Polícia suspeita que ex-integrantes do governo Flamarion Portela teriam recebido salários de servidores "fantasmas"

Fraudador recebia até restituição do IR

JAIRO MARQUES
DA AGÊNCIA FOLHA, EM BOA VISTA

Dois ex-integrantes do governo Flamarion Portela (PT) e um deputado estadual de Roraima são investigados por suspeita de terem feito declarações de Imposto de Renda e recebido a restituição do imposto em nome de funcionários "fantasmas", de acordo com a força-tarefa que investiga o "escândalo dos gafanhotos".
As três autoridades também receberiam parte do salário desses funcionários, conhecidos como "gafanhotos" (uma vez que "comiam" a folha de pagamentos). De acordo com as investigações da força-tarefa, os "gafanhotos", cerca de 5.500, passavam procurações para cerca de 60 pessoas que agiam em nome de 30 autoridades -entre ex-deputados, atuais parlamentares e outros.
Os procuradores receberiam os salários (de R$ 400 a R$ 4.000) do governo, que eram pagos por uma empresa privada, e repassariam de R$ 100 a R$ 400 ao "gafanhoto". O restante seria entregue às autoridades que conseguiam colocar os nomes dos "fantasmas" na lista de servidores estaduais numa tabela especial.
Em depoimentos à força-tarefa (da Polícia Federal e dos Ministérios Públicos Federal e Estadual) aos quais a Agência Folha teve acesso, "gafanhotos" declararam ter ficado "surpresos" quando tentaram fazer as declarações de isento do Imposto de Renda ou quando tentaram recadastrar o CPF (Cadastro de Pessoas Físicas). Eles descobriram que os procedimentos legais já haviam sido realizados e que inclusive existiam valores do Imposto de Renda a serem restituídos.

Ex-deputados
Os depoentes seriam ligados, de acordo com a força-tarefa, ao ex-diretor da Polícia Judiciária do Estado Ângelo Paiva, que está preso, e à ex-secretária da Articulação Municipal Vera Regina, ambos também ex-deputados e exonerados na semana passada, e ao atual parlamentar Jalser Renier (PFL).
O que a perícia da Polícia Federal levantou, com base em documentos fornecidos pelo próprio governo ou apreendidos durante as investigações, é que sobre os vencimentos dos gafanhotos não havia incidência de tributos ou mesmo de contribuições, o que, por si só, anularia qualquer operação com a Receita Federal.
O que ainda não se sabe é como era deduzido o valor que teria sido pago para a Receita Federal e como o dinheiro da restituição do Imposto de Renda teria ido parar nos bolsos dos envolvidos.

"Gafanhotos"
A doméstica Raimunda Batista Filho, 38, mãe de três filhos pequenos, afirma em depoimento que descobriu que seu nome havia sido usado duas vezes: uma, quando ela soube que era funcionária do Estado, recebendo R$ 2.000; a segunda vez, quando ela foi fazer sua declaração de isenta do IR e soube que o procedimento de declaração do imposto já havia sido realizado.
"Eu recebia R$ 100 por mês, mas pensava que era porque eu tinha trabalhado na campanha da Vera Regina.

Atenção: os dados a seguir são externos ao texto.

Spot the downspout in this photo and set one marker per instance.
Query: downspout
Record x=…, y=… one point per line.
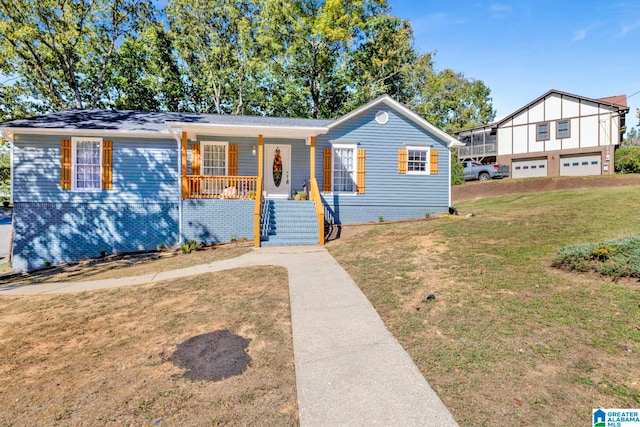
x=9, y=137
x=178, y=139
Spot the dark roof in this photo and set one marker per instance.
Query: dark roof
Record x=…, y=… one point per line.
x=139, y=121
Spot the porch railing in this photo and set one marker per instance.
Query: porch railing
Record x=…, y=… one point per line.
x=317, y=200
x=220, y=187
x=257, y=211
x=477, y=150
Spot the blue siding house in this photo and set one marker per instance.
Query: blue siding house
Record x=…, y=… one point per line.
x=89, y=182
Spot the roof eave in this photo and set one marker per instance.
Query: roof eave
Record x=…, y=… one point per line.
x=9, y=132
x=296, y=132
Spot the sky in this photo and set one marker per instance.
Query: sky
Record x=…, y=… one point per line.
x=523, y=49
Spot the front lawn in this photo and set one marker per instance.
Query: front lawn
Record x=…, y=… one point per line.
x=509, y=339
x=106, y=357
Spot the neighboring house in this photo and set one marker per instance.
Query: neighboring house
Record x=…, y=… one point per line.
x=557, y=134
x=87, y=182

Levei um susto quando a filha de um vizinha, que foi fazer fazer o negócio com o meu CPF [declaração de isenta] me falou que tudo já tinha sido feito e que tinha até dinheiro pra receber", declarou a doméstica à Agência Folha. Ela afirma que não sabe onde foi parar o dinheiro.
A depoente Maria Zilda Correia, que seria "gafanhoto" do deputado Jalser Renier (PFL), declarou que teve sua declaração de imposto feita por uma pessoa ligada ao parlamentar e que "descobriu" que tinha direito a receber R$ 1.000.
Outra que teria tido seu nome usado duplamente é a costureira Maria do Amparo de Oliveira, 40, que também prestou depoimento. "Imagina que morando nesta casa [ainda em construção em um bairro pobre de Boa Vista, capital do Estado] eu tivesse dinheiro para receber do governo [a restituição do Imposto de Renda]", afirmou à Agência Folha.